Researchers at the University of California, Los Angeles, found two major groups of genes tied to mutations that cause an overproduction of tau, a protein that many researchers believe causes brain cells to die in certain forms of dementia. The recent study, published in the journal Nature Medicine, was primarily conducted on mice, but the researchers also did tests that showed the same genetic processes happen in human brains.
While scientists have already found genes that are connected to dementia, it has not yet been determined how those genes impact the disease’s progression. But in this study, researchers analyzed the genetic processes that cause tau to produce clumps in the brain, harm nerve cells and eventually, contribute to dementia.
The researchers focused on mice with symptoms of frontotemporal dementia — a form of early-onset dementia — because the processes that lead to a build-up of tau in the brain resemble what is thought to take place in the brains of those with Alzheimer’s disease.
“Our study is the most comprehensive effort to date to identify the source of neurodegeneration across species and provides an important roadmap for the development of potentially effective new drugs for Alzheimer’s disease and other dementia,” said lead author Dr. Daniel Geschwind, a professor of neurology and psychiatry at UCLA.
Unlike previous studies that have only looked at one inbred mouse strain, something Geschwind’s team believes makes it difficult to connect findings to humans, the researchers looked at three strains of mice with genetic variations.
The researchers identified two gene clusters that cause tau to accumulate in the brain, leading to cell death, in all three strains of mice. Their analysis revealed that the same processes also take place in human brains.
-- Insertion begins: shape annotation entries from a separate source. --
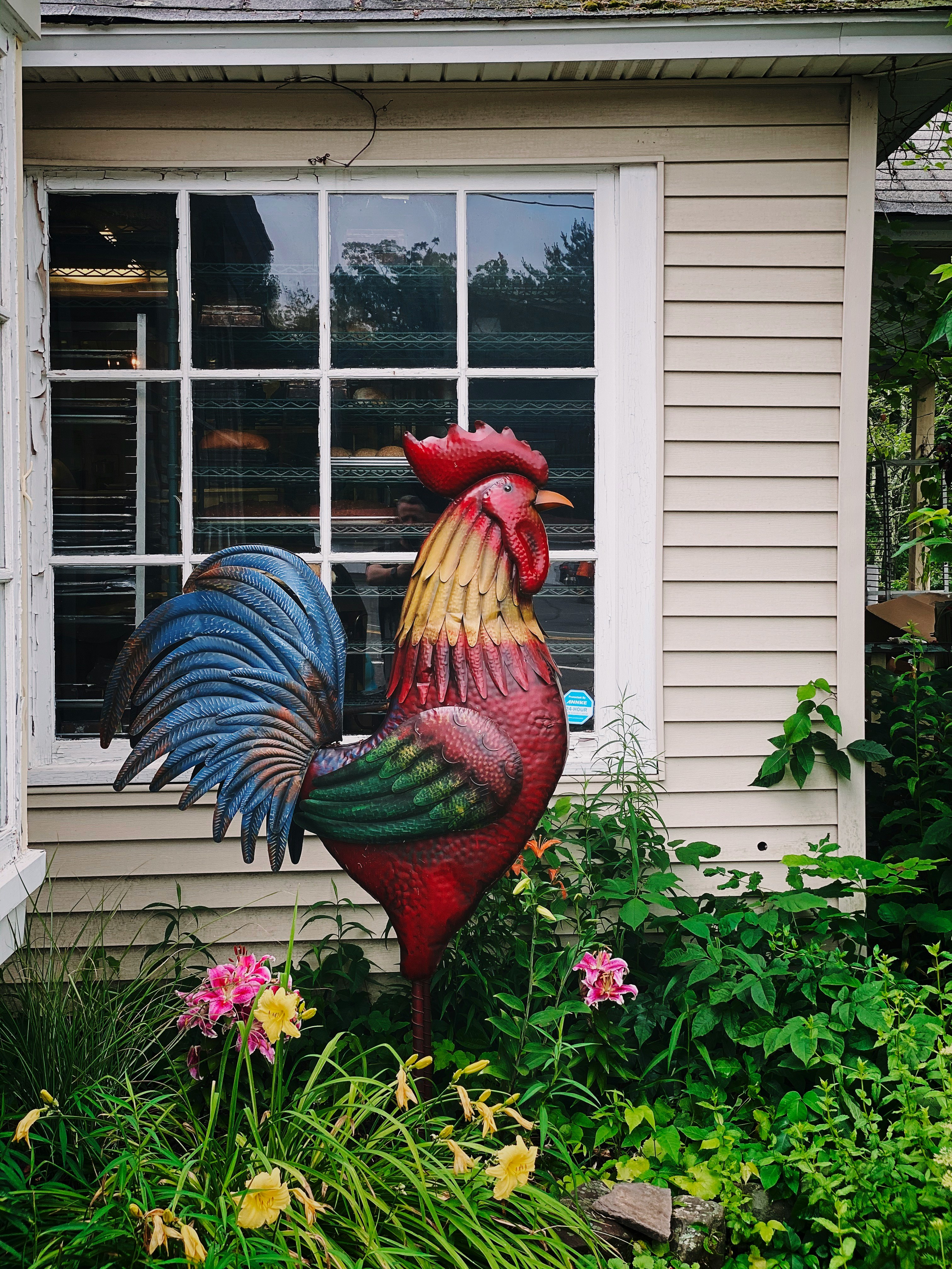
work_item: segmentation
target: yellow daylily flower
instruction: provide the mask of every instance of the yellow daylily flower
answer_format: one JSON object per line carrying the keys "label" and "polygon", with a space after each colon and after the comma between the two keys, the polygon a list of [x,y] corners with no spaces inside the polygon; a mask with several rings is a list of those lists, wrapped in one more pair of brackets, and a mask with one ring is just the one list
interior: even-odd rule
{"label": "yellow daylily flower", "polygon": [[472,1101],[470,1101],[470,1094],[466,1091],[466,1089],[462,1086],[462,1084],[457,1084],[456,1091],[459,1094],[459,1101],[462,1103],[463,1119],[466,1119],[466,1122],[470,1123],[470,1121],[472,1119],[472,1113],[473,1113],[472,1112]]}
{"label": "yellow daylily flower", "polygon": [[410,1088],[410,1081],[406,1079],[406,1071],[402,1066],[397,1071],[397,1086],[393,1096],[401,1110],[406,1110],[411,1101],[418,1101],[418,1096]]}
{"label": "yellow daylily flower", "polygon": [[527,1146],[522,1137],[514,1146],[504,1146],[496,1155],[496,1161],[486,1169],[486,1176],[495,1176],[493,1198],[506,1199],[519,1185],[528,1185],[536,1169],[538,1146]]}
{"label": "yellow daylily flower", "polygon": [[149,1240],[149,1255],[151,1256],[154,1251],[159,1247],[169,1250],[169,1233],[175,1233],[174,1230],[166,1230],[165,1221],[162,1221],[162,1213],[159,1211],[152,1211],[146,1213],[147,1218],[152,1222],[152,1237]]}
{"label": "yellow daylily flower", "polygon": [[195,1264],[204,1264],[206,1250],[202,1246],[202,1240],[190,1225],[185,1225],[184,1221],[179,1222],[179,1230],[182,1231],[182,1242],[185,1251],[187,1260],[194,1260]]}
{"label": "yellow daylily flower", "polygon": [[284,991],[283,987],[278,987],[277,991],[272,991],[268,987],[267,991],[261,992],[258,1009],[255,1009],[255,1018],[264,1027],[264,1033],[272,1044],[277,1043],[278,1036],[282,1032],[292,1039],[300,1038],[301,1032],[292,1020],[297,1013],[297,992]]}
{"label": "yellow daylily flower", "polygon": [[471,1167],[476,1166],[473,1159],[471,1159],[458,1141],[449,1138],[447,1145],[453,1151],[453,1174],[456,1176],[465,1176]]}
{"label": "yellow daylily flower", "polygon": [[38,1108],[38,1109],[34,1109],[34,1110],[28,1110],[25,1113],[25,1115],[17,1124],[17,1132],[14,1132],[14,1134],[13,1134],[14,1145],[18,1141],[25,1141],[27,1146],[29,1147],[29,1129],[33,1127],[33,1124],[37,1122],[37,1119],[42,1115],[42,1113],[43,1113],[42,1108]]}
{"label": "yellow daylily flower", "polygon": [[260,1230],[263,1225],[274,1225],[281,1213],[289,1207],[291,1194],[278,1169],[272,1173],[259,1173],[246,1183],[239,1225],[242,1230]]}
{"label": "yellow daylily flower", "polygon": [[484,1137],[495,1136],[496,1132],[495,1112],[499,1110],[499,1107],[490,1107],[486,1105],[485,1101],[477,1101],[475,1109],[479,1113],[480,1119],[482,1119],[482,1136]]}
{"label": "yellow daylily flower", "polygon": [[515,1119],[519,1127],[526,1128],[527,1132],[532,1132],[532,1129],[536,1127],[534,1121],[527,1119],[524,1115],[520,1115],[514,1107],[503,1107],[503,1114],[508,1114],[510,1119]]}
Although drug companies have spent billions trying to target beta-amyloid, another toxic protein that is found in the brains of those with Alzheimer’s disease, these findings support previous studies that suggest targeting tau could help prevent the brain from deteriorating and developing dementia.
“It seems that in Alzheimer’s disease, amyloid accumulation in the brain starts first, but symptoms typically occur after the amyloid pathology induces the tau pathology, at which point neuronal cell death and the loss of synapses start to accelerate,” said Henri Huttunen, an instructor at the Neuroscience Center of the University of Helsinki, about a previous study that focused on the formation of Alzheimer’s disease.
The UCLA-led research team is the first to find two gene clusters that may lead to neurodegeneration. After their discovery, they searched a large database of the genetic effects of experimental drugs to find drugs that could decrease cell death. They tested the drugs on human cell cultures and found that they helped prevent neurodegeneration, an intervention that could potentially change the course of a disease like Alzheimer’s.
“There is still a significant amount of work that needs to be done to develop drugs that could be effectively used in humans against these targets, but this is an encouraging step,” said Geschwind.